Repertoire-based mapping and time-tracking of helper T cell subsets in scRNA-Seq

Dmitry M Chudakov ^1* Daniil K Lukyanov ² Valeriia Kriukova ³ Krisitin Ladell ⁴ Irina Shagina ² Dmitry Staroverov ² Bella E Minasian ⁵ Anna S Fedosova ⁵ Pavel Shelyakin ⁵ Oleg N Suchalko ⁵ Alexander Y Komkov ⁵ Konstantin A. Blagodatskikh ⁶ Kelly Miners ⁴ Olga Britanova ⁵ Andre Franke ³ David A Price ⁴

• ¹ Masaryk University, Brno, Czechia
• ² Institute of Bioorganic Chemistry (RAS), Moscow, Moscow Oblast, Russia
• ³ University of Kiel, Kiel, Schleswig-Holstein, Germany
• ⁴ Cardiff University, Cardiff, United Kingdom
• ⁵ Abu Dhabi Stem Cells Center (ADSCC), Abu Dhabi, United Arab Emirates
• ⁶ Pirogov Russian National Research Medical University, Moscow, Moscow Oblast, Russia

The functional programs of CD4 + helper (Th) T cell clones play a central role in shaping immune responses to different challenges. While advances in scRNA-Seq have significantly improved our understanding of Th cell diversity, the relationship between scRNA-Seq clusters and traditionally characterized Th subsets remains ambiguous. In this study, we introduce TCR-Track, a method leveraging immune repertoire data to map phenotypically sorted Th subsets onto scRNA-Seq profiles. This approach accurately positions Th1, Th1-17, Th17, Th22, Th2a, Th2, Tfh, and Treg subsets, outperforming mapping based on CITE-Seq. Remarkably, the mapping is tightly focused on specific scRNA-Seq clusters despite a four-year interval between subset sorting and the effector CD4 + scRNA-Seq experiment. These findings highlight the intrinsic program stability of Th clones circulating in peripheral blood.
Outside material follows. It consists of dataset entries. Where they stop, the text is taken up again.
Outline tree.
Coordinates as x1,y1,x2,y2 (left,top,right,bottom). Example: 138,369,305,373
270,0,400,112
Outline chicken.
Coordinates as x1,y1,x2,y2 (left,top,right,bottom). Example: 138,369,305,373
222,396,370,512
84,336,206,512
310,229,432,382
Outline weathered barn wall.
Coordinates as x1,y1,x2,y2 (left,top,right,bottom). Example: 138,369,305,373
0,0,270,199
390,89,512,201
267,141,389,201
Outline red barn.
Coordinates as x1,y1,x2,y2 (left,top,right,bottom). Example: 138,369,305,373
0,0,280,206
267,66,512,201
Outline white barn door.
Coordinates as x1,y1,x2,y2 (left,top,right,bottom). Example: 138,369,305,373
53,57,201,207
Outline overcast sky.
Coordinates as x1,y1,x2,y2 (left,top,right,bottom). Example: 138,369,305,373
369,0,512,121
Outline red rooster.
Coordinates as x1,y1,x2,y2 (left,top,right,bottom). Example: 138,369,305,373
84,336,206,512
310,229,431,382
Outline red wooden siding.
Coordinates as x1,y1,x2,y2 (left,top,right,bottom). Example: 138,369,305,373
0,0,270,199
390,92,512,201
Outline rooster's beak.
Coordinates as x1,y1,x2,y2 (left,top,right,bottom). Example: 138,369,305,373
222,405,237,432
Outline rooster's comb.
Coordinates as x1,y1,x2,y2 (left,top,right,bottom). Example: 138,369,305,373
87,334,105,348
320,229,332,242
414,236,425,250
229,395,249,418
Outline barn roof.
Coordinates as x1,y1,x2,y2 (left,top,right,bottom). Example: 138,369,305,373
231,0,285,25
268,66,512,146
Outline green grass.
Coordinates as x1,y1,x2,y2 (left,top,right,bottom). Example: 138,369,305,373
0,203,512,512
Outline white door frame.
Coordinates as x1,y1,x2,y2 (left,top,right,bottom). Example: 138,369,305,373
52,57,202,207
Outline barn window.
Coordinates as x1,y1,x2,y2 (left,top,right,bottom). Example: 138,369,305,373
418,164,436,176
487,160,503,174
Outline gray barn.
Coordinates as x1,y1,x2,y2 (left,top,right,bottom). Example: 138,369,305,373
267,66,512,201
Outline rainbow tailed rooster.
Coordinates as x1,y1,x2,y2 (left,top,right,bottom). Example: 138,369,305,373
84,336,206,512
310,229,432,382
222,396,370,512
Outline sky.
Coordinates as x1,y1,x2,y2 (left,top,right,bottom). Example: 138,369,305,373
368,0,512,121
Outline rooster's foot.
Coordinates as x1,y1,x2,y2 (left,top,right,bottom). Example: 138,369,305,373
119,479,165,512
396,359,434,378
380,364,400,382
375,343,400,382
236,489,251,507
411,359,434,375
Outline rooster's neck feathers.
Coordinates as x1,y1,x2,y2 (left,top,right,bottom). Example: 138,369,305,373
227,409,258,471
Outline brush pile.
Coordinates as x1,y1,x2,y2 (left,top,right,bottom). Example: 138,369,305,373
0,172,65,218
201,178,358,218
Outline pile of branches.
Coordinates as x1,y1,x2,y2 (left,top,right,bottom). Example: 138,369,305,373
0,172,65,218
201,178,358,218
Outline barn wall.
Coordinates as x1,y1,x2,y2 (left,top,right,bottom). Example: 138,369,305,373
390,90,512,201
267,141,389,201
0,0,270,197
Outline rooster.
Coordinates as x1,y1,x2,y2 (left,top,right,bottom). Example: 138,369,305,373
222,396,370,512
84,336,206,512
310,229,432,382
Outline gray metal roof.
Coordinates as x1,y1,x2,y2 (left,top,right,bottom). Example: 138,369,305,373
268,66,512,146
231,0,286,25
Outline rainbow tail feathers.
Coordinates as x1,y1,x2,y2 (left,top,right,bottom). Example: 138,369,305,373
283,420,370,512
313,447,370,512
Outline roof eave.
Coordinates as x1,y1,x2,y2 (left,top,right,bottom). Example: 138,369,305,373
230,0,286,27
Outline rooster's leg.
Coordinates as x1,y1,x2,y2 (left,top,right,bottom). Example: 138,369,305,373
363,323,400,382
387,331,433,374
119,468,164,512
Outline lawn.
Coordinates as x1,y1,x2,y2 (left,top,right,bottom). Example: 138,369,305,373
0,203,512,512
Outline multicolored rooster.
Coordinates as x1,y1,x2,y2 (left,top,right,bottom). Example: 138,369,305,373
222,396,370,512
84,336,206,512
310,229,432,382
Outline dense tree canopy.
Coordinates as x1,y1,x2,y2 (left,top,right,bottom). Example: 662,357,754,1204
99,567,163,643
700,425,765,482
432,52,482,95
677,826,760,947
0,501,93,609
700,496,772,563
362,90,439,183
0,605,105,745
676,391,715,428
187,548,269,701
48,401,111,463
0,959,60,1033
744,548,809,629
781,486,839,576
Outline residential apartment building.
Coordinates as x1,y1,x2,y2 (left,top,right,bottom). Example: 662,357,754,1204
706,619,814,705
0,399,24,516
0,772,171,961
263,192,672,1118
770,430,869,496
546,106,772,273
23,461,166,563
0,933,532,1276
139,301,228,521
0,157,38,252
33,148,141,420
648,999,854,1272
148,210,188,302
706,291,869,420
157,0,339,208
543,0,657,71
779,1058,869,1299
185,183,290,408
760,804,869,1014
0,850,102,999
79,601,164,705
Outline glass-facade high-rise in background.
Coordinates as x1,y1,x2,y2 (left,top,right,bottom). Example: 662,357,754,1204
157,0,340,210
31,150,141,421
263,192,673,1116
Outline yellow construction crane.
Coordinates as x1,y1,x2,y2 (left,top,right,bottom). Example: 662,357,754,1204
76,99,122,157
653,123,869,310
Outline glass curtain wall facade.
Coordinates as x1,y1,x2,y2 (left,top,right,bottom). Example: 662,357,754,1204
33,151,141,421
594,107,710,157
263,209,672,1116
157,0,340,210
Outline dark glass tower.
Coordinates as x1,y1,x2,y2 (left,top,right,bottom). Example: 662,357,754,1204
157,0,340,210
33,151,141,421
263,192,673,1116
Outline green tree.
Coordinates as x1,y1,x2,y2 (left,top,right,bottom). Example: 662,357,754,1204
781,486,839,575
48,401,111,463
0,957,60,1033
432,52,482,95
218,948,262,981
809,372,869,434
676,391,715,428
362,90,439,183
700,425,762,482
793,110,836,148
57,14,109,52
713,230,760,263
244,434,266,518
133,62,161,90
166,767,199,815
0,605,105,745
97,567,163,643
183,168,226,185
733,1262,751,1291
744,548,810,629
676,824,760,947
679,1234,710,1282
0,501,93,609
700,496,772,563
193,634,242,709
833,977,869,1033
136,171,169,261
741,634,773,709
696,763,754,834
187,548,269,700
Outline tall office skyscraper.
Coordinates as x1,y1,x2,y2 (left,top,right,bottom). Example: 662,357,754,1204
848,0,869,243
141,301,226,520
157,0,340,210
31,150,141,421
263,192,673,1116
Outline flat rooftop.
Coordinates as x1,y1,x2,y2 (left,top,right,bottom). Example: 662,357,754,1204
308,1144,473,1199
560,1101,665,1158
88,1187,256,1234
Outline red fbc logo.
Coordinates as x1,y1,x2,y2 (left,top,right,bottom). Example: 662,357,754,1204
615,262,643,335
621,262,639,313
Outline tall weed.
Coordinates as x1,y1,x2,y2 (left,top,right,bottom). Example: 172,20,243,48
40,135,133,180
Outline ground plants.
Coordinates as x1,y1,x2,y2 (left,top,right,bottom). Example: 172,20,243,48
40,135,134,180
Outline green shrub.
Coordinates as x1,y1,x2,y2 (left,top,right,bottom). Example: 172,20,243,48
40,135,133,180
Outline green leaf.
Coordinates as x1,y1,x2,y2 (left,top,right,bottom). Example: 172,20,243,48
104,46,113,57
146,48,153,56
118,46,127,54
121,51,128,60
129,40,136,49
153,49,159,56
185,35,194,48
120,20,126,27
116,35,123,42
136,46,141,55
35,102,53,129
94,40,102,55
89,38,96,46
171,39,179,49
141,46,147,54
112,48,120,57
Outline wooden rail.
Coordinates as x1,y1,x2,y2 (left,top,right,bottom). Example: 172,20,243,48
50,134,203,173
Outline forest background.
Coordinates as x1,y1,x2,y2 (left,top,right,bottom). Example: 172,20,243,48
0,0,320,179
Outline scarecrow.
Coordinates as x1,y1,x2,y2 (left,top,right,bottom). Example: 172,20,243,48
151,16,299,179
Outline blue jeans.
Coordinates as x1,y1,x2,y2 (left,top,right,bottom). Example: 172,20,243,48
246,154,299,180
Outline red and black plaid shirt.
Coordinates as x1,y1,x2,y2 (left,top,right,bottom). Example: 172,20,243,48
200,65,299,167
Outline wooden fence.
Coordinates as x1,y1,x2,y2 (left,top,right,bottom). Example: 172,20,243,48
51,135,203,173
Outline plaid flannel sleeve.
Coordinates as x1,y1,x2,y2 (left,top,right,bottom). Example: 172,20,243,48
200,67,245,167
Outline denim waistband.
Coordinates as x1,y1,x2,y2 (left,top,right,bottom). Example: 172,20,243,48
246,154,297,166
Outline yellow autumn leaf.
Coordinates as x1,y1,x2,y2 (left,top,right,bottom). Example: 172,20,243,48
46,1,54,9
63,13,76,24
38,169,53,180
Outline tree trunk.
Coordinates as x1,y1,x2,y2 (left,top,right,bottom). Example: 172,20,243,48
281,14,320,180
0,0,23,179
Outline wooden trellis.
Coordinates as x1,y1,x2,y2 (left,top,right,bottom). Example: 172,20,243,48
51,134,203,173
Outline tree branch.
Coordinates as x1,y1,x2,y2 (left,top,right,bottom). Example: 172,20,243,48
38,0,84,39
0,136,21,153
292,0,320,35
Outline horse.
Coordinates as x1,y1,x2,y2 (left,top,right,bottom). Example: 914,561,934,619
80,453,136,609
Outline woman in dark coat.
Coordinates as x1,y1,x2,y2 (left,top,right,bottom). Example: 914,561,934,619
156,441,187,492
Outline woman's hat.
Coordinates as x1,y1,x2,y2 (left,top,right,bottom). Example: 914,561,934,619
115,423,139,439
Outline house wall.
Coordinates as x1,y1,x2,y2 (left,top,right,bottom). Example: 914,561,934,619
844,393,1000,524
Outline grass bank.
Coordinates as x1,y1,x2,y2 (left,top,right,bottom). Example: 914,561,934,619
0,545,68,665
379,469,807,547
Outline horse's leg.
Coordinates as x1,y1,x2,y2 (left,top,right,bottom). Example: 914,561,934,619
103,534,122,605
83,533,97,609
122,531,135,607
Repertoire overlap analysis at the scRNA-Seq level confirms that circulating Th1, Th2, Th2a, Th17, Th22, and Treg subsets are clonally independent. However, a significant clonal overlap between Th1 and cytotoxic CD4 + T cell clusters suggests that cytotoxic CD4 + T cells differentiate from Th1 clones. Additionally, our study resolves a longstanding ambiguity: we demonstrate that, while CCR10 + Th cells align with a specific Th22 scRNA-Seq cluster, CCR10⁻CCR6⁺CXCR3⁻CCR4⁺ cells, typically classified as Th17, represent a mixture of bona fide Th17 cells and clonally unrelated CCR10 low Th22 cells. The clear distinction between Th17 and Th22 subsets should influence vaccine and T cell-based therapies development. Furthermore, we show that SARS-CoV-2 infection induces systemic IFN type 1 activation of naive helper T cells. An increased proportion of effector IFN-induced Th cells is associated with a moderate course of the disease but remains low in critical COVID-19 cases. Using integrated scRNA-Seq, TCR-Track, and CITE-Seq data from 122 donors, we provide a comprehensive Th scRNA-Seq reference that should facilitate further investigation of Th subsets in fundamental and clinical studies.